ルミナリア セリアとミシェル、連邦オールキャラ
#ルミナリア版ドロライ企画【エピソードファイナル】
・式典直後の騎士学校での話
【追記】7/30 2P目 先輩達のターン

 その一報は、騎士学校に衝撃をもたらして走り抜けた。
 ブレイズの、と言えば学内の誰にも通じる。――ユーゴ・シモンが亡命した、と。
 学内に限って言えば、法王カナンへの襲撃やル・サント村跡地の状態よりも大きな衝撃だった。情報がまだ錯綜していたこともあり、学内は不安と混乱の声が至る所で上がり、教官とブレイズの帰投を固唾を飲んで待っていた。
 そして――戻って来たブレイズは、欠けていた。
 意識を失い、搬送されてきたレオくん。付き添っているセリア。報告と指揮の為にすぐその場を離れたリゼット教官。
 全員がボロボロで、そこにいるべきもう一人がいない。
 どうして、と言葉を呑み込む。私は治療の為に、学内は情報収集や事後処理の為に動き始め、形ばかりでも騒然とした空気が落ち着いたのは、夜になってからだった。
「セリア、少し休みませんか。治療はひとまず終わって、後は意識が戻ってからでないと……
 ずっとレオくんに付き添い、薬剤を持ってきたり汗を拭いたりと治療の手助けをしていたセリアに声を掛ける。
「ううん、平気。私はほら、大きな怪我はないし」
 ベッドの傍の椅子に腰かけて、セリアは動こうとしない。
 それに、と小さな声がした。
「せめて、レオの傍にいたいの」
「セリア……
 どうして。どうして彼は、行ってしまったのだろう。こんなに傷付いてる二人を置いて。
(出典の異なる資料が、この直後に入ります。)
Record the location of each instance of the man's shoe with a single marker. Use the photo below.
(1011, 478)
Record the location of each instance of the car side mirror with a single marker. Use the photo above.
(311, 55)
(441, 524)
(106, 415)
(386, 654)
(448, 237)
……あ。ごめん、私、何もしてなくて……ミシェルや先輩方に色んなことしてもらって……今からでも手伝いに」
「座ってください」
 立ち上がろうとしたセリアの肩を押さえる。
 一体、何を言い出すのだろうか。
「レオくんの看病、してくれてるでしょう? それに本当はセリアだって寝ていた方がいいくらいなんです」
 けれどセリアが休もうとしないから、幼馴染みを心配する気持ちが皆分かるから、医務室に詰めてもらっていたのだ。
……でも」
「ほら、手を診せてください」
 きつく握られていた手を取って、強引に解かせる。簡略に巻かれただけの包帯の下から、小さな傷が幾つも現れた。単純な擦過傷から、マナの影響によるものまで。弓を引き過ぎれば当然こうなるし、身体には打撲なども隠れていることだろう。
 しっかり薬を塗り込んで、新しい包帯を必要な分だけ巻き直す。随分すっきりした筈だ。
「セリア、身体の方も診ます。パーテーションの裏に」
 念の為に視界を塞ごうと、レオくんのベッドとの間にパーテーションを動か――せなかった。
 セリアがパーテーションを掴んで止めている。
「だ、大丈夫。私は大したことないし、ミシェルだって疲れてるし、レオのこと看てなきゃ」
 セリアは必死に言い募る。少し悩んで、手をを離した。
 明らかにほっとしたセリアに、思わず眉が跳ねた。セリアは困ったように目を逸らす。益々目が吊り上がってしまう。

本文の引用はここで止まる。